One of the most disturbing trends within our military population is the increased incidence of suicide. More of our personnel died from suicide than from military action in 2012. This source provides recent data.
Note that the number of suicides has been increasing while the number of soldiers involved in military action has been decreasing.
Richard A. Friedman, director of the psychopharmacology clinic at the Weill Cornell Medical College, provided an article in the New York Times that notes the suicide issue and proceeds to accuse the Armed Services of misusing psychoactive drugs in an attempt to counter the results of stress experienced by soldiers.
"The prescribing trends suggest that the military often uses medications in ways that are not approved by the Food and Drug Administration [FDA] and do not comport with the usual psychiatric standards of practice."
Friedman points out that the military is supposed to carefully assess recruits and weed out those who might have psychological problems. Therefore one should expect less need for psychoactive drugs than exists in the general population.
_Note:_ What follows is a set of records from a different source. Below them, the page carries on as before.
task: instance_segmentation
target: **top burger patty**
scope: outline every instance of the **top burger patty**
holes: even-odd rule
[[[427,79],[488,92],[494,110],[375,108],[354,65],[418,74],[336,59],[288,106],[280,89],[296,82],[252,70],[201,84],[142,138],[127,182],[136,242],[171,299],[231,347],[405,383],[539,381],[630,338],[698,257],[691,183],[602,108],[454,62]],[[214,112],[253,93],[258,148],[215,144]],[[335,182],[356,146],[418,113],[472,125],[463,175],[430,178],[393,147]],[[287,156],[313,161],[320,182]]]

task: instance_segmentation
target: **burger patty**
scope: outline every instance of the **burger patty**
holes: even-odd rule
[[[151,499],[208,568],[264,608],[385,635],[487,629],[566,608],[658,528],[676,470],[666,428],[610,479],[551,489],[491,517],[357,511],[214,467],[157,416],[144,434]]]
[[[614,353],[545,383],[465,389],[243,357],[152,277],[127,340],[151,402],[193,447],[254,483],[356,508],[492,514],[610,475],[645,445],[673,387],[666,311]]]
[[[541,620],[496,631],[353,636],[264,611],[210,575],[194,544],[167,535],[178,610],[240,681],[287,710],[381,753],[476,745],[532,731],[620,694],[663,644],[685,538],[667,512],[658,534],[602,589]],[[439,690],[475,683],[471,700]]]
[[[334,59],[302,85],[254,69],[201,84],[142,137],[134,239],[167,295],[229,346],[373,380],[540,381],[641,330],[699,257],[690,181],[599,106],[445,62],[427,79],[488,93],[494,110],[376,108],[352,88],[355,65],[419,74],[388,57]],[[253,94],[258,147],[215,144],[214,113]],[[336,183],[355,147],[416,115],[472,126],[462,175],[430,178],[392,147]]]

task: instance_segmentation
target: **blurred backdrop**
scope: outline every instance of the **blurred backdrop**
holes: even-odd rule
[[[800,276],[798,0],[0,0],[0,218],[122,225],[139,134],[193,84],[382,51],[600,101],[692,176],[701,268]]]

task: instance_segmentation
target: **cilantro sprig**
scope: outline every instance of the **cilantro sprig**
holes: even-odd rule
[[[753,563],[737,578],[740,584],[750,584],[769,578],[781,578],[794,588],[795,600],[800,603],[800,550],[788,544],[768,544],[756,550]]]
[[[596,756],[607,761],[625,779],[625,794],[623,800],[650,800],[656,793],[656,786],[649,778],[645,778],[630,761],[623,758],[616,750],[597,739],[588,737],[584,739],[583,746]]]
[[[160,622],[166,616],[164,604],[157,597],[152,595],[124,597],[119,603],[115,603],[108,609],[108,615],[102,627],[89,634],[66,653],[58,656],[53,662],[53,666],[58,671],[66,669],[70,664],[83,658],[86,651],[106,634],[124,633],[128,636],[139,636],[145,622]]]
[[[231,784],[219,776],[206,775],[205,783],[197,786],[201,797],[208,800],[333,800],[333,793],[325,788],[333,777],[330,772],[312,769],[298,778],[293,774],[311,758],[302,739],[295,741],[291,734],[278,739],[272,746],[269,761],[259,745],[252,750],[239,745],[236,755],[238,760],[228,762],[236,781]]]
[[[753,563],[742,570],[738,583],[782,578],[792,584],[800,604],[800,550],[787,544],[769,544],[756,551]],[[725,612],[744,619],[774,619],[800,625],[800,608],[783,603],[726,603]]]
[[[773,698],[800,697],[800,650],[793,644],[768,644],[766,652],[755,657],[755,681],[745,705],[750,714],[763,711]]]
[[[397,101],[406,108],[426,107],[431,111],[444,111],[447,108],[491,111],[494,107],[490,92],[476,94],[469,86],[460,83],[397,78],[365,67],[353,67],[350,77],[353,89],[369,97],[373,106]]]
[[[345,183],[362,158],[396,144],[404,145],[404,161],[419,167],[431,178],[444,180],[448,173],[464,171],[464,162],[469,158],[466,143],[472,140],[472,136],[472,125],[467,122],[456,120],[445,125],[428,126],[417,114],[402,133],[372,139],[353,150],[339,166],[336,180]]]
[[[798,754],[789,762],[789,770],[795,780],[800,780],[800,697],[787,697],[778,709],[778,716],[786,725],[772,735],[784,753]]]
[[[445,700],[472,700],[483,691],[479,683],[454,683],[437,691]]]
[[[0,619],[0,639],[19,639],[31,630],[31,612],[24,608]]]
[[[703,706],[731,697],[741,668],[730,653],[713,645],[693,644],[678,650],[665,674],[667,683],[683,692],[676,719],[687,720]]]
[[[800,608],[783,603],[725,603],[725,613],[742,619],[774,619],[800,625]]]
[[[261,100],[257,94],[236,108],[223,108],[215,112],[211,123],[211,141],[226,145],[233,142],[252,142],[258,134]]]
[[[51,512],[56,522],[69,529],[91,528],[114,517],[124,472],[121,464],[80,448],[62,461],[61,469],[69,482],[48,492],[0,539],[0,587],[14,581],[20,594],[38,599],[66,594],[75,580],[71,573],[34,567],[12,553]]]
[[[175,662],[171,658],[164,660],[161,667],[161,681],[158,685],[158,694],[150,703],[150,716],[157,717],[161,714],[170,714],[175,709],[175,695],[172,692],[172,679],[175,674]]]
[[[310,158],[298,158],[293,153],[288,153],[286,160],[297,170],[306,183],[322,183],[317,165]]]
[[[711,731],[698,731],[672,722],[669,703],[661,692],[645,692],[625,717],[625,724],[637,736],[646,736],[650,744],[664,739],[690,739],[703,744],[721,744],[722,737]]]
That is definitely not the case.
This experimental use of drugs on the soldiers is troubling to Friedman.
Friedman uses treatment of post-traumatic stress disorder (PTSD) to illustrate the issues associated with these practices.
"In treating soldiers who have PTSD symptoms with antipsychotic medications, the military is violating its own treatment guidelines, which clearly state that S.S.R.I. antidepressants are the preferred first line of treatment for PTSD. The military medical leadership has, in fact, expressed concern about prescribing trends. In February 2012, the assistant secretary of defense for health affairs, Dr. Jonathan Woodson, wrote in a memo to the military’s leadership that the ‘greatest concern is the suspicion of the over-prescription of antipsychotic medications for PTSD’."
Dr. Woodson is correct in being concerned.
"There are other disturbing prescription trends in the military. The number of prescriptions written for potentially habit-forming anti-anxiety medications — like Valium and Klonopin — rose 713 percent between 2005 and 2011. The use of sedating anticonvulsants — Topamax, Neurontin and Lyrica — increased 996 percent during this period. (Prescriptions for these three drugs increased 94 percent during the same period in the civilian population.)"
"None of these anticonvulsants are F.D.A.-approved for psychiatric use and none are without risk: anticonvulsants can impair short-term memory and fine-motor coordination, which would adversely affect combat performance."
Friedman is careful not to directly accuse the military doctors of unethical behavior, but he cannot help but issue these comments:
"There is an analogy, perhaps, between the military’s use of psychoactive drugs and the practice of pumping athletes full of steroids so they can continue to compete despite physical pain; athletes — and also soldiers — whose performance is chemically enhanced in this way may, however, unwittingly sustain more serious injuries as a result."
An article by Martha Rosenberg is less kind in evaluating the military and its drug prescribing practices. She points out that many of the drugs being discussed are known to increase the probability of suicidal behavior.
"The pills and pill cocktails many troops are prescribed are clearly linked to suicidal thoughts and behavior. Antidepressants like Prozac and Paxil, antipsychotics like Seroquel and Zyprexa and anti-seizure drugs like Lyrica and Neurontin all carry clear suicide warnings and all are widely used in the military. Almost 5,000 newspaper reports link antidepressants to suicide, homicide and bizarre behavior on the website SSRIstories.com. The malaria drug Lariam is also highly correlated with suicide and its use actually increased in the Navy and Marine Corps in 2011, according to the Associated Press."
David Healy is a psychopharmacologist who occasionally arouses the ire of his colleagues by dredging up inconvenient historical data. He looked up suicide rates for schizophrenic patients before the age of medicinal treatment (1875-1924) and compared them to the rates that exist when current medications are used (1994-1998). He concluded that the use of modern antipsychotic medications—the ones being prescribed to our soldiers—increased the suicide rate among schizophrenics by a factor of 20.
Rosenberg seems to have a point.
Rosenberg takes yet another step and raises the issue of unethical behavior.
If this statement strikes the reader as a bizarre dip into a conspiracy theory, the reader should remember that conspiracy theories are popular because, occasionally, conspiracies actually exist.
Let us turn now for some insight to Ben Goldacre and his book: Bad Pharma: How Drug Companies Mislead Doctors and Harm Patients.
Drug companies do wondrous things at times, but in the field of interest here, mental illness, there is little science to go on, and what exists is mostly created by the drug companies themselves. That is a situation reeking with potential ethical issues.